Dünyanın 1 numaralı opera festivali, Verona, onunla açılır kapanır oldu.
Bolşoy, Scala dahil çıkmadığı sahne, seslendirmediği başrol kalmadı. Ülkemin gururu oldu.
İkincisi, Devlet Opera ve Balesi Genel Müdürü Murat Karahan..
Onunla ilişkimiz resmi. O devletin üst düzey bir görevlisi.. Ben gazeteci. Herkesi nasıl eleştirdiysem, onu da öyle.
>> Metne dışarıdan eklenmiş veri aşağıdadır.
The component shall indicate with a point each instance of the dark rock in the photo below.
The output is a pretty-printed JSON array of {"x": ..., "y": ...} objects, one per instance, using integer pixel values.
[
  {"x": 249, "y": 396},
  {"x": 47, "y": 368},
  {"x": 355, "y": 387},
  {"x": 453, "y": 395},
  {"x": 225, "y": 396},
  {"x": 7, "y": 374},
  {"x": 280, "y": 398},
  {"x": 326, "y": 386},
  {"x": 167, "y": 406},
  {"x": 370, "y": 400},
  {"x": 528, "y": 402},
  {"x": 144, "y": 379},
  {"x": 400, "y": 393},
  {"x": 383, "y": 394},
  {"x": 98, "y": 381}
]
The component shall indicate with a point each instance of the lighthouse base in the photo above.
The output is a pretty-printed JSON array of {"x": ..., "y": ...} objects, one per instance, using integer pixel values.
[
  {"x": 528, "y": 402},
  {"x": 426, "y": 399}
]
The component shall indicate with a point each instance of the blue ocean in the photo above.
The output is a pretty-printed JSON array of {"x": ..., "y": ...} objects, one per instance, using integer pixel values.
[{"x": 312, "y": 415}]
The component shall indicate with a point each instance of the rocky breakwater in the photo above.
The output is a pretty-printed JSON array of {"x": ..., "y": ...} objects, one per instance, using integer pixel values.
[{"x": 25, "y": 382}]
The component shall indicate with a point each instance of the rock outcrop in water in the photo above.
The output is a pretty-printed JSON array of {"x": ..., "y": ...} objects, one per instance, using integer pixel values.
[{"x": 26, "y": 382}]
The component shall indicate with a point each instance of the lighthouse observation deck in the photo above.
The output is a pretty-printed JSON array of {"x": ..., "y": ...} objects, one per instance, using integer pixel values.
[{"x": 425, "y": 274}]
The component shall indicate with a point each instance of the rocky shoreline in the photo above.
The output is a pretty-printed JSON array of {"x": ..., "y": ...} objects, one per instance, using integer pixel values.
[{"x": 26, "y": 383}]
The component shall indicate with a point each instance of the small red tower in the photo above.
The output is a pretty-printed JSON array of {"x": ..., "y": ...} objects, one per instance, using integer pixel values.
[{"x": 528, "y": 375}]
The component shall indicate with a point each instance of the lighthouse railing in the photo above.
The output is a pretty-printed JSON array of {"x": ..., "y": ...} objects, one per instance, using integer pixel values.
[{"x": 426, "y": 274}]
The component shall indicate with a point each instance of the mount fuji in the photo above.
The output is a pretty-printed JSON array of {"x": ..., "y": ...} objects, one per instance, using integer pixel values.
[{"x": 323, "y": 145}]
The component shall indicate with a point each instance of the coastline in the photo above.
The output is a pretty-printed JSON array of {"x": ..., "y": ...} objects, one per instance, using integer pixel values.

Hatta biraz da fazla.. Çünkü, dünya sahnelerinde yıllık programını bir sene evvelden yapacak kadar dolu bir tenorun, masa başında imza atarak vakit harcaması benim için akla ziyan.. O işi yapacak o kadar insan var ki..
Neyse.. Kovid'le evde kapanmış kalmış Hıncal'ı okurlar bilir.. Her gece, hemen her gece bir sanat olayını izlerim genelde, bu mesleğe başladığım 60'lı yıllardan beri.. Sinema, tiyatro, konser, opera, bale.. Bunların hepsini yazan, duyuran belki de tek köşe yazarıyım.. Gece yaşayıp, gündüz yazan..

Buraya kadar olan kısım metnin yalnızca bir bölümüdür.